Reproducing the CUDA C experiments with Julia
With the stream priority feature, we can now reproduce the CUDA C experiments from above in Julia…
So the code becomes:
using CUDAdrv, CUDAnative, CuArrays
function CUDAdrv.CuStream(priority::Integer, flags::CUDAdrv.CUstream_flags=CUDAdrv.STREAM_DEFAULT)

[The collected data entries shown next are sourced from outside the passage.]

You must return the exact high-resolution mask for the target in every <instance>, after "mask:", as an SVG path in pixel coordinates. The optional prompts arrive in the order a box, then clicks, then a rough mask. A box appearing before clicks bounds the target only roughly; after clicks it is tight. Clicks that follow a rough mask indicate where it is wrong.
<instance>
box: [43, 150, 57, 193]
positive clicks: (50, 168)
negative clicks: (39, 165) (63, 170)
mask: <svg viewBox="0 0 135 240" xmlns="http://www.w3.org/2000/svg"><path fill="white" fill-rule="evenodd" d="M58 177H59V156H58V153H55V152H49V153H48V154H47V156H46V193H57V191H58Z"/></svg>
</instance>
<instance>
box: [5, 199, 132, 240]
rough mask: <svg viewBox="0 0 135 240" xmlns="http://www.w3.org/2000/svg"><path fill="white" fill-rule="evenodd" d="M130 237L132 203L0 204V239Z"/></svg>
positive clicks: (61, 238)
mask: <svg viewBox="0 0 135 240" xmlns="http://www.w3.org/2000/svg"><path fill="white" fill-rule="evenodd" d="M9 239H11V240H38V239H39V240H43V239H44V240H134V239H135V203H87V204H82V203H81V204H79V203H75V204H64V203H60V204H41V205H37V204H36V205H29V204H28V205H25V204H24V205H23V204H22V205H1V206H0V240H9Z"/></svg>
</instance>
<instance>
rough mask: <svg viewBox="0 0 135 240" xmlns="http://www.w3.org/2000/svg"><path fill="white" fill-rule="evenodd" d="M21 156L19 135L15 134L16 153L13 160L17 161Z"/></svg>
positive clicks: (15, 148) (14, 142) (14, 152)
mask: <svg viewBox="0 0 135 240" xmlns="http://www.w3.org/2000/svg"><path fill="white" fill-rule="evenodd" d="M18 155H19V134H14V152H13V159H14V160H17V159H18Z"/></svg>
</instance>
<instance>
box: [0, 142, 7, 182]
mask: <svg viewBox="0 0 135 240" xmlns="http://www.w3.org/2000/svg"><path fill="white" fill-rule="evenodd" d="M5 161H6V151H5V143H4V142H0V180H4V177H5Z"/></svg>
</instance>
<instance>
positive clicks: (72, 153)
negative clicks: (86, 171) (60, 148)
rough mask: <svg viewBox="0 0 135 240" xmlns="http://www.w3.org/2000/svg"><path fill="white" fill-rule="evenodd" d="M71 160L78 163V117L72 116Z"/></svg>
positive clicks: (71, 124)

handle_ref = Ref{CUDAdrv.CuStream_t}()
CUDAdrv.@apicall(:cuStreamCreateWithPriority , (Ptr{CUDAdrv.CuStream_t}, Cuint, Cint),
handle_ref, flags, priority)
ctx = CuCurrentContext()
obj = CuStream(handle_ref[], ctx)
finalizer(CUDAdrv.unsafe_destroy!, obj)
return obj
end
priorityRange() = (r1_ref = Ref{Cint}(); r2_ref = Ref{Cint}(); CUDAdrv.@apicall(:cuCtxGetStreamPriorityRange, (Ptr{Cint}, Ptr{Cint}), r1_ref, r2_ref); (r1_ref[], r2_ref[]))
priority(s::CuStream) = (prio_ref = Ref{Cint}(); CUDAdrv.@apicall(:cuStreamGetPriority, (CUDAdrv.CuStream_t, Ptr{Cint}), s, prio_ref); prio_ref[])
function memcopy!(A, B)
ix = (blockIdx().x-1) * blockDim().x + threadIdx().x
A[ix] = B[ix]
return nothing
end
nx = 128*1024^2
nt = 100
A = cuzeros(nx);
B = cuones(nx);
C = cuzeros(nx);
D = cuones(nx);
nthreads = 1024
nblocks = ceil(Int, nx/nthreads)
p_min, p_max = priorityRange();
s1 = CuStream(p_min, CUDAdrv.STREAM_NON_BLOCKING);
s2 = CuStream(p_max, CUDAdrv.STREAM_NON_BLOCKING);
priority(s1)
priority(s2)
for it = 1:nt
@cuda blocks=nblocks threads=nthreads stream=s1 memcopy!(A, B);
@cuda blocks=nblocks threads=nthreads stream=s2 memcopy!(C, D);
CUDAdrv.synchronize()
end
Using a higher priority for the second stream than for the first stream makes the streams overlap:
Using however lower priority for the second stream
s1 = CuStream(p_max, CUDAdrv.STREAM_NON_BLOCKING);
s2 = CuStream(p_min, CUDAdrv.STREAM_NON_BLOCKING);
makes the second stream start only when the first stream is nearly finished (i.e. starting to use less GPU resources):
Conclusion
As in CUDA C, stream priorities enable to overlap streams that saturate the GPU resources. The total runtime is not reduced due to that, but it enables e.g. quickly copying some array boundaries for a halo update while a computation kernel is beeing exectuted (my use case of streams).
Streams in CuArrays/CUDAnative/CUDAdrv were observed to behave as expected as in CUDA C.